An Ontario Superior Court of Justice has dismissed a large claim against Toronto-based TD Waterhouse Inc. for losses suffered by a couple of seemingly older, wealthier clients.

The couple, who claimed to have lost $1.2 million as a result of poor advice from a TD Waterhouse financial advisor more than a decade ago, was dismissed for delay.

The decision declining to reinstate the action, released earlier this week, provides a snapshot of some of the apparent missteps that can arise between affluent clients and their advisors.

In 2007, the couple launched an action for more than $1.6 million against TD Waterhouse and their advisor two years after losing money from their investments in Olympus United Funds, which had gone into receivership.

The couple claimed “breach of contract, negligence, negligent misrepresentation and breach of fiduciary duty.”

Their claim alleged that even though they were high net worth, they had never used an advisor before and their conservative approach to risk had limited their previous investments to bonds and income mutual funds.
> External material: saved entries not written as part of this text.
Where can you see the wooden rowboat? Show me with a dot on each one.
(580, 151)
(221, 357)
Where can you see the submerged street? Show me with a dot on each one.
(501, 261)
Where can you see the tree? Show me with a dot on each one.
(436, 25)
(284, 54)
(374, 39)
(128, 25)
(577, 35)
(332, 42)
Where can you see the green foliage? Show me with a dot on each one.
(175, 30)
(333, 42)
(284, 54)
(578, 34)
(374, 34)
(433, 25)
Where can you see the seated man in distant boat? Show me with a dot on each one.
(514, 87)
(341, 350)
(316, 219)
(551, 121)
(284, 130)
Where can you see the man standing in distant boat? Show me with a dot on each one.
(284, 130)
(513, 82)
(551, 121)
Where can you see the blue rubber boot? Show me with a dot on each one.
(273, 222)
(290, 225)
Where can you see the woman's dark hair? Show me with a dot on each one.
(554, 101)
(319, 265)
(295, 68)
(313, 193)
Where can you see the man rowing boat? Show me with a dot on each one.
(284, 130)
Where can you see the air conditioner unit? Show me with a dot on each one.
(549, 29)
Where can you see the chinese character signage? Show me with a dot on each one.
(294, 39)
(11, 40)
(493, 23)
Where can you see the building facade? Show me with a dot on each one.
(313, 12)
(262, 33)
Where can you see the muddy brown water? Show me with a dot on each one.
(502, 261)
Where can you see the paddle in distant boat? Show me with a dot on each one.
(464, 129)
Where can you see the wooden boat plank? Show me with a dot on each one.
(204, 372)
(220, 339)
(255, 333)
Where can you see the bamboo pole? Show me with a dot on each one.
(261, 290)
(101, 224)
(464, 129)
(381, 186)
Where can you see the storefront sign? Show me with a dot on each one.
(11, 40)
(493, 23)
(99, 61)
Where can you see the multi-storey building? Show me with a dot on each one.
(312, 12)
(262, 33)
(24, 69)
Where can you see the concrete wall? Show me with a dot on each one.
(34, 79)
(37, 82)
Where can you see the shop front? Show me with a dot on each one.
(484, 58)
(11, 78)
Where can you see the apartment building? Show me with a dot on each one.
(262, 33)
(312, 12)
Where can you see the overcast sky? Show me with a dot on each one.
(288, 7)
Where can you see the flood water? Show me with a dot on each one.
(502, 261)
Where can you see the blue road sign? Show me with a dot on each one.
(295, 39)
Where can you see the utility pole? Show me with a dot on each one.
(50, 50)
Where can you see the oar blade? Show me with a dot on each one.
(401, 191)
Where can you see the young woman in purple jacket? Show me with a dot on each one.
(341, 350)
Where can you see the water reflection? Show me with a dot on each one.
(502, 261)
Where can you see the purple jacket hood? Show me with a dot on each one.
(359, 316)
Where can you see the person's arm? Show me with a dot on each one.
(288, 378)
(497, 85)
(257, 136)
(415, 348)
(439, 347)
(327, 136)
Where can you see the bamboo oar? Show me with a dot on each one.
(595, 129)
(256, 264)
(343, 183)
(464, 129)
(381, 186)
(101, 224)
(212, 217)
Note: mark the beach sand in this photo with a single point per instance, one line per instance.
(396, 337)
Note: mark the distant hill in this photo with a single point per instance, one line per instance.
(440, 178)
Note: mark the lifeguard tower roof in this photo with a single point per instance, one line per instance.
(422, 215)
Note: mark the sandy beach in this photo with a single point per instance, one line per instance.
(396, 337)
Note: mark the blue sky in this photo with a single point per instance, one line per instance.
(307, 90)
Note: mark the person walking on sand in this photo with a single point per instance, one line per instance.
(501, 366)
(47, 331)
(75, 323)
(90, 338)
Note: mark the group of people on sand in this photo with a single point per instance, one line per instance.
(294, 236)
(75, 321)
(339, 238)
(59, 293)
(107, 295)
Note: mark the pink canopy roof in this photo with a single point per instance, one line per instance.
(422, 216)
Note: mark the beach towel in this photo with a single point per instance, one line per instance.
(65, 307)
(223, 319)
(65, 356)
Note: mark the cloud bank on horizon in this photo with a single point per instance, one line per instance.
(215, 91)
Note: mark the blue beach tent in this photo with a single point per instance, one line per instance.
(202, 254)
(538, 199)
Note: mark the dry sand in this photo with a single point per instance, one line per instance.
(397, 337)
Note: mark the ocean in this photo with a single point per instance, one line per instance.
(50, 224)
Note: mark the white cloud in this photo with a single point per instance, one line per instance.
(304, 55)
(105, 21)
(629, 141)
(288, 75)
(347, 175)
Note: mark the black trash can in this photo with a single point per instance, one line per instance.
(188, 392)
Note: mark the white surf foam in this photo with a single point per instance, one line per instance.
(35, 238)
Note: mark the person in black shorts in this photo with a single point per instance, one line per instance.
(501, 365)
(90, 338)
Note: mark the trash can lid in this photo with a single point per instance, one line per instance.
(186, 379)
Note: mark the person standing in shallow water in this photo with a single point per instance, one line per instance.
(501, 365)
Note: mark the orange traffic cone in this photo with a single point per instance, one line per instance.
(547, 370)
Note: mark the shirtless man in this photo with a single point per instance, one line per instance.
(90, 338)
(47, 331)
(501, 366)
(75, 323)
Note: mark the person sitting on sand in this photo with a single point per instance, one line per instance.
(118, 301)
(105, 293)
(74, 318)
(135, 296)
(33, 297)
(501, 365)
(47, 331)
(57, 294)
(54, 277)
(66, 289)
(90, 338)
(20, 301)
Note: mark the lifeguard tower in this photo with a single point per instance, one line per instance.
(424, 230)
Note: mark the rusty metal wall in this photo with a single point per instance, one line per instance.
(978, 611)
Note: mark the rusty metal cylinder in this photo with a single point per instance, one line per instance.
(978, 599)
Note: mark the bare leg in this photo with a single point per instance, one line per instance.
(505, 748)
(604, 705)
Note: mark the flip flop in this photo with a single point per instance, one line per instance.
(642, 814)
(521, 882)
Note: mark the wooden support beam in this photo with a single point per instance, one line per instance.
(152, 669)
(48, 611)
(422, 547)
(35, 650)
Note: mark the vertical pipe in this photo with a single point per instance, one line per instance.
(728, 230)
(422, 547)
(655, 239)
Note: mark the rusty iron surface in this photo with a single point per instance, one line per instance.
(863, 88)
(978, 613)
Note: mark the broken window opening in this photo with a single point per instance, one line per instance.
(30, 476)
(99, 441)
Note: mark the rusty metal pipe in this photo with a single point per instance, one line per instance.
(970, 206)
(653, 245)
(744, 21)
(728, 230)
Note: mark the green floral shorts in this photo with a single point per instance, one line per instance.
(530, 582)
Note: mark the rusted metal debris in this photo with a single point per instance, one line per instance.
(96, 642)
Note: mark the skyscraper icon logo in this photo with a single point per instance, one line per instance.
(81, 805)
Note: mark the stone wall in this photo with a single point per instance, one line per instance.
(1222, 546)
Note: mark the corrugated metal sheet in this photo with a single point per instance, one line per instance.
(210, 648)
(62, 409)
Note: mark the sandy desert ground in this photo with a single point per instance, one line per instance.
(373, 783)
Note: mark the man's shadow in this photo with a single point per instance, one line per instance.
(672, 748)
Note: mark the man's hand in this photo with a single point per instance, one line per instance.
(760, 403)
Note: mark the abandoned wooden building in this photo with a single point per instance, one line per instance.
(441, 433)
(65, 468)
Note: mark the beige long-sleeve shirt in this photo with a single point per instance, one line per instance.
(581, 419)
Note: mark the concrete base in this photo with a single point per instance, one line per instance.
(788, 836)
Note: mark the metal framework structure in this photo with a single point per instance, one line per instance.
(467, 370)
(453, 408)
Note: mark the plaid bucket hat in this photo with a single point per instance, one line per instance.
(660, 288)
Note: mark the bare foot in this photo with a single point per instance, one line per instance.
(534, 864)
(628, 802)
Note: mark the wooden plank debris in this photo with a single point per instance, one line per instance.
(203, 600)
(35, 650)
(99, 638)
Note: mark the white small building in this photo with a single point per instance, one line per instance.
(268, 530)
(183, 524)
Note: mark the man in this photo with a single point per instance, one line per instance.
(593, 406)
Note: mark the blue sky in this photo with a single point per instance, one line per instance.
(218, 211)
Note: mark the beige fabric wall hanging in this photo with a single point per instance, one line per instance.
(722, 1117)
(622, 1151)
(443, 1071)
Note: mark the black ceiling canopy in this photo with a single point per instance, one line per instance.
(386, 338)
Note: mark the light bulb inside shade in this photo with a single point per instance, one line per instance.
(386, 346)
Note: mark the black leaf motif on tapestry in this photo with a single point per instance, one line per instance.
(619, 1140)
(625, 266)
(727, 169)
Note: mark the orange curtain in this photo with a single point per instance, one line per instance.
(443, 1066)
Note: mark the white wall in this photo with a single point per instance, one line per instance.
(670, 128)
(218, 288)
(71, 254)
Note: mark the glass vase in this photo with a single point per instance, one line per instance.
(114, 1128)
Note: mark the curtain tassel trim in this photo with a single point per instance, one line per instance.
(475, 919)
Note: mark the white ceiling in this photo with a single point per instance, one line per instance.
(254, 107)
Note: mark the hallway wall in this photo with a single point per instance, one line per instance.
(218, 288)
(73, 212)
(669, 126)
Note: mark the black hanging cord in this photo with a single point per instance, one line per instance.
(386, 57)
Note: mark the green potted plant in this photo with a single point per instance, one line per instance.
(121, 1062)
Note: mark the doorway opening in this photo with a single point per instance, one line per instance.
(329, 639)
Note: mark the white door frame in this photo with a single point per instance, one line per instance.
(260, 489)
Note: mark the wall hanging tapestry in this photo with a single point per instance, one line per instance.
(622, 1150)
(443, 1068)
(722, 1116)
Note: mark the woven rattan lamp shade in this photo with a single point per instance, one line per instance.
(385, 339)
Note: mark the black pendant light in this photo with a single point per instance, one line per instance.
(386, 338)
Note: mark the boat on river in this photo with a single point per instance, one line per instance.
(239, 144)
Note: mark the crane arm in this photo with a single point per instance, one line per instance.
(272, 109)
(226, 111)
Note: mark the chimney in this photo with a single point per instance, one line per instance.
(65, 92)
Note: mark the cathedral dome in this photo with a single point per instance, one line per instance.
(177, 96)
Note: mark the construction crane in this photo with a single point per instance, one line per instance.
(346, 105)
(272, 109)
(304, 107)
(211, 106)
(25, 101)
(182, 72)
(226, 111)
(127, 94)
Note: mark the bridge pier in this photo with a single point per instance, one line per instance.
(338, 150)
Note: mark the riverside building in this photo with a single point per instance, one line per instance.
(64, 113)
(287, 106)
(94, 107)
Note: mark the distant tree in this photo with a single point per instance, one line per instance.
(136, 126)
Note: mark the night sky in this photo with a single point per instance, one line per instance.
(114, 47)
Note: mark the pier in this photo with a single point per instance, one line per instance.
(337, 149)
The couple also claimed they were told the Olympus-related investments the advisor made on their behalf between 2003 and 2005 were as safe as guaranteed investment certificates, but with “more growth potential,” the decision says.

They also alleged that these investments were “contrary to industry standards, practice, rules and regulations, including the ‘know-your-client’ rule.”

TD Waterhouse responded that the clients were not new to financial advice and that they knew and understood the risks they were taking.

“[TD Waterhouse alleges] that the plaintiffs signed documents in 2003 concerning the Olympus investments in which they represented that they had the knowledge and experience to evaluate and assess the merits of that investment,” says Justice Master Wiebe, who heard the motion by the plaintiffs to restore the lawsuit, in the decision. “They allege that they kept the plaintiffs fully informed of the Olympus investment throughout, and received the plaintiffs’ informed approval. They deny ‘any dependence or vulnerability’ on the part of the plaintiffs.”

After several years of delays in producing documents and responding to requests for information, apparently almost all originating with counsel for the clients, it transpired in 2013 that the clients had had investment accounts with BMO Nesbitt Burns Inc. and The Cable Group at RBC Dominion Securities Inc. at the same time as their TD Waterhouse investments.

Finally, in late 2013 after the plaintiffs missed a crucial deadline, the action was dismissed for delay. The plaintiffs’ lawyer then stated that medical reasons had prevented him from attending to his practice.

The case then dragged until the 2017 hearing, with the plaintiffs attempting to have the action reinstated, alleging that they had always intended to pursue their claims and that the delays were due to the inadvertence of their lawyer.

In holding for TD Waterhouse, the court noted several factors related to the delay that may have caused prejudice to the firm: Investment Industry Regulatory Organization of Canada rules only require members to retain records for seven years; the plaintiff clients, as well as their lawyer, appeared to have abandoned the case during a three-year hiatus; and the plaintiff’s memory appeared to be fading, making the recollection of key events difficult. The court also noted that TD Waterhouse had not been passive or disruptive and had been willing to move forward with the case.